- Born: 5 August 1896 Yambol, Principality of Bulgaria
- Died: 1937 (aged 40–41) Komsomolsk-on-Amur, USSR
- Branch: Military Organization of the Bulgarian Communist Party
- Known for: Perpetrating St. Nedelya Church bombing

= Dimitar Zlatarev =

Terrorist

Dimitar Vasiliev Zlatarev (Bulgarian: Димитър Василев Златарев; 5 August 1896 in Yambol, Principality of Bulgaria - 1937 in Komsomolsk-on-Amur, Soviet Union) was a Bulgarian terrorist. He joined the Bulgarian Communist Party at 1919, rising to become a high-ranking member of its armaments section. At 1924 he and Dimitar Hadzhidimitrov suggested a plot to assassinate a police director and detonate a bomb at his funeral, thus killing many people in the police hierarchy. This attack is what later became the St Nedelya Church assault. Zlatarev fled to the USSR and was sentenced to death in absentia. During the Great Purge he was sent to a labor camp, where he died.

== Biography ==
Dimitar Zlatarev was born on August 5, 1896 in the city of Yambol. He was a member of the Bulgarian Communist Party since 1919.

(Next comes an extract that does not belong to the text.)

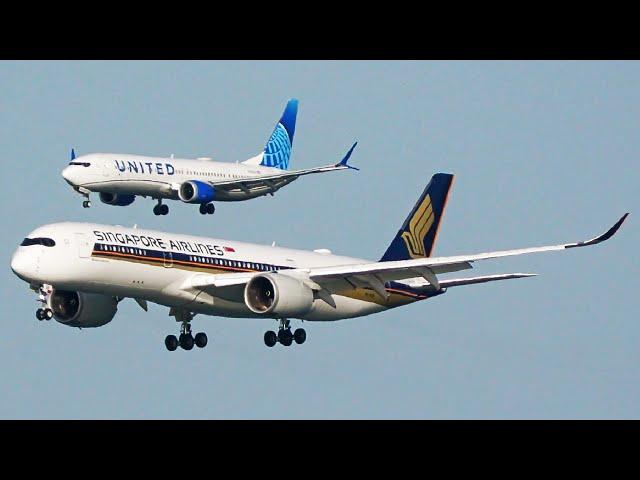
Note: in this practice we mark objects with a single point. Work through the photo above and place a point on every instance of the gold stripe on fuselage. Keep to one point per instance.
(396, 297)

In 1919–1925, he was a member of the Sofia District Committee of the Bulgarian Communist Party. An active trade unionist and member of the Trade Union Committee of the Bulgarian Communist Party. He participated in the preparation of the 1923 September Uprising. In 1924, he was recruited to the leadership of the Military Organization of the Bulgarian Communist Party as the head of armaments.

Dimitar Zlatarev was one of the main organizers of the attack on the church of St. Nedelya, carried out on April 16, 1925. He was sentenced in absentia to death under the Criminal Code.

He emigrated to the USSR, where he took the name Fyodorov. He was accepted into the All-Union Communist Party. He graduated from a military-political school. He was a member of the Bauman District Committee of the All-Union Communist Party in Moscow. He worked in the political department of the railways in the city of Perm from 1936–1937. He was awarded the Order of the Red Banner.

During the Great Purge, he was declared a left-wing sectarian by Georgi Dimitrov and Vasil Kolarov and in 1937 he was arrested by the NKVD. He was killed in a Soviet concentration camp in 1937 or 1938. However, after the 1944 9 September Coup in Bulgaria and the establishment of a communist regime, the communists presented him as a victim of the anti-fascist struggle.